Furthermore, he has pursued the Hizmet movement outside of Turkey, leveraging the Turkish state’s support for foreign governments to close schools and institutions and deport peaceful, law-abiding people. Erdogan’s efforts to dismantle Hizmet initiatives outside of Turkey have, thankfully, largely failed, despite bringing to bear enormous financial resources and the full weight of the state’s bureaucratic apparatus.
Due to these failures in the international arena, Erdogan has turned to religious levers to attack the peaceful Hizmet movement, including constructing a false narrative through the Turkish Religious Directorate and a seminary delegation of scholars.
Sadly, the President of the Directorate of Religious Affairs has expressed himself that the institution is being used to put a religious legitimacy on this illegitimate and deliberate extermination campaign. This will continue to deeply undermine the religion-state-society relations in Turkey, which are already considerably strained.
It is a deep shame that the Turkish Religious Directorate has succumbed to Erdogan’s pressure. But given the autocratic situation in Turkey these days, it is hardly surprising. This report is simply a new indicator of the status of President’s totalitarian control over the state institutions of the Republic of Turkey. The horrifying experience of Hizmet movement under Erdogan regime is proof that no religious or civic group in Turkey is safe from becoming the next target of persecution by the state.

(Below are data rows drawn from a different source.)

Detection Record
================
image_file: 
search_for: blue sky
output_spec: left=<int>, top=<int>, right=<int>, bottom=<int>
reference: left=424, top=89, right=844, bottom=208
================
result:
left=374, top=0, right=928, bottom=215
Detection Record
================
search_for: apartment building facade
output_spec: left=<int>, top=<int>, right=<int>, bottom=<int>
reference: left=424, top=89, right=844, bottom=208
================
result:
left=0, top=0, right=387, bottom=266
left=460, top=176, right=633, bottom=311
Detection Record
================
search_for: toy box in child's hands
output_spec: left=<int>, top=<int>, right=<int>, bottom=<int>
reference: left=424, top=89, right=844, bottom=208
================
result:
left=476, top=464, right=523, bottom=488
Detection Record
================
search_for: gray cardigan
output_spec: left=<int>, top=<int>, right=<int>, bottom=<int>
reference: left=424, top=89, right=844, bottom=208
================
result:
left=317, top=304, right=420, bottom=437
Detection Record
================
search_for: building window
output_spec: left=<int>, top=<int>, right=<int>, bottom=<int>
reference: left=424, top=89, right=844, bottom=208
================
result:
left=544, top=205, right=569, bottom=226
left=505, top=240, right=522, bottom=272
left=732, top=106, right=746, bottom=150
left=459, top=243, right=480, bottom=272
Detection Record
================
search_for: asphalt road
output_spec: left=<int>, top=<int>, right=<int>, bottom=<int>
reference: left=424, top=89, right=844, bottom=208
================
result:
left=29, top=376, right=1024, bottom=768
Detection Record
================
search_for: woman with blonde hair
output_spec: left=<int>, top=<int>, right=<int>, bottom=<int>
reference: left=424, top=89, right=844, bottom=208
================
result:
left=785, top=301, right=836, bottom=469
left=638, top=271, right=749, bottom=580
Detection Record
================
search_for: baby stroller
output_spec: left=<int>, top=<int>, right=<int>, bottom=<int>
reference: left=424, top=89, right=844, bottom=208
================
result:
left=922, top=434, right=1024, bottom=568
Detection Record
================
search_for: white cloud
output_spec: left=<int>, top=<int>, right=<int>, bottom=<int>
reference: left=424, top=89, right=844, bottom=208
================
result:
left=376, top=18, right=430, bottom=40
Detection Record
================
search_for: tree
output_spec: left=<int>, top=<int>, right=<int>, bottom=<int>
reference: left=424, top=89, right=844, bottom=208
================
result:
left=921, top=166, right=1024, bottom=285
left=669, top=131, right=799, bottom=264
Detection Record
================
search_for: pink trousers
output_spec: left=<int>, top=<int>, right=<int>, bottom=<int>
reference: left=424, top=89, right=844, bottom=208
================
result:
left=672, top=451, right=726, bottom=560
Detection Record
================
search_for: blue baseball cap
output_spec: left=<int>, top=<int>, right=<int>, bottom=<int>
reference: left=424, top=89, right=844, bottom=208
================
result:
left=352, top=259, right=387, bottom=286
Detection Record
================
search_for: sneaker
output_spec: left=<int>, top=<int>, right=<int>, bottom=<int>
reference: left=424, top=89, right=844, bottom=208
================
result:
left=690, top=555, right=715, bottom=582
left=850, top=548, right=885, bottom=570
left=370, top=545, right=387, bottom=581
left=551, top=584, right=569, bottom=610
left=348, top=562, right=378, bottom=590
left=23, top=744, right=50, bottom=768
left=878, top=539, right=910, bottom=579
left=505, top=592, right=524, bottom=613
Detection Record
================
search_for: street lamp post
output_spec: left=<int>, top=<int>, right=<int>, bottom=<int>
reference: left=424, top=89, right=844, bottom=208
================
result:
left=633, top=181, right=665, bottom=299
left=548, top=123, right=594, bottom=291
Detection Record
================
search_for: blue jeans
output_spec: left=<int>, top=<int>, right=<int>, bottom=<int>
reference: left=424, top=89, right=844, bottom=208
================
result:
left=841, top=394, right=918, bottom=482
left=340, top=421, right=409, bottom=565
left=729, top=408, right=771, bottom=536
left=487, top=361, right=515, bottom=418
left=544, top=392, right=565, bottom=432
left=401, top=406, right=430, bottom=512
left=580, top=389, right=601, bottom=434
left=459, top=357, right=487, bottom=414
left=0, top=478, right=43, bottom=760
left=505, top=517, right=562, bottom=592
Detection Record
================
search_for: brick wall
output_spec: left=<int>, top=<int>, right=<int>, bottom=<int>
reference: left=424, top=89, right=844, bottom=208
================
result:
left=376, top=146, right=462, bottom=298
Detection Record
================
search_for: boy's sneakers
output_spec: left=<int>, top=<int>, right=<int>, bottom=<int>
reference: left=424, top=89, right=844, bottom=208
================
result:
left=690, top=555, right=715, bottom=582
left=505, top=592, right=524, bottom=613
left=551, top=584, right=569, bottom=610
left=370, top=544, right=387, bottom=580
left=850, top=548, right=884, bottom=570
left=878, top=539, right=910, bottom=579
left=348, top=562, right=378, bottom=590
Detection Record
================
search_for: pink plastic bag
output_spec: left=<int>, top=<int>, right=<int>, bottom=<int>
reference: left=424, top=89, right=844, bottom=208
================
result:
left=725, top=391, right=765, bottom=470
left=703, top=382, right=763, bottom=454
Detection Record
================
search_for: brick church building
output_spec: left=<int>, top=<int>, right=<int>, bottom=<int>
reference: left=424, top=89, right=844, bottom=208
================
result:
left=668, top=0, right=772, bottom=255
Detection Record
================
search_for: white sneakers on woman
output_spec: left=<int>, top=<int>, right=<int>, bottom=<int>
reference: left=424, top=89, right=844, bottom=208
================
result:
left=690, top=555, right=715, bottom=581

Because of its political motivation, baseless premises and foregone conclusions, the report does not deserve a dignified response by Hizmet participants. But for the Muslim audiences who are confused by it we would like to mention one fact: Neither the Directorate of Religious Affairs as an institution, nor its directors issued any significant criticism against Hizmet movement or Mr. Gulen congruent with the claims of this report up until December 2013 when then prime minister Erdogan decided to label a corruption probe a “judicial coup” against his government and accuse Gulen-sympathizers within the judiciary to be behind it.
To the contrary, throughout Mr. Gulen’s career of over 30 years as a preacher and the development of the Hizmet movement during this time there have been numerous messages of recognition and praise at the efforts of Mr. Gulen and Hizmet participants, including those by former presidents of Directorate of Religious Affairs.
Mr. Gulen served as an imam, Qur’an instructor, local preacher, Qur’an school director, and regional preacher from 1959 until 1981 as a state employee with a religious license by the Directorate. Between 1989 and 1991 Mr. Gulen was invited to preach at the largest mosques in Istanbul, such as the world famous Blue Mosque, to tens of thousands of listeners, as invited and authorized by the Directorate.
Therefore we believe that the record of the Directorate’s attitude toward Mr. Gulen and their expressions of praise for the past 40 years constitute the best response to their report.
We invite the High Council of Religious Affairs to declare clearly what criteria they used to reach their conclusions in preparing this report and analyze speeches and actions by President Erdogan, his close affiliates and party leaders using the same criteria.
Finally, the statement by the Directorate of Religious Affairs clearly show that Erdogan uses the guise of religion and religious institutions to further his political aims.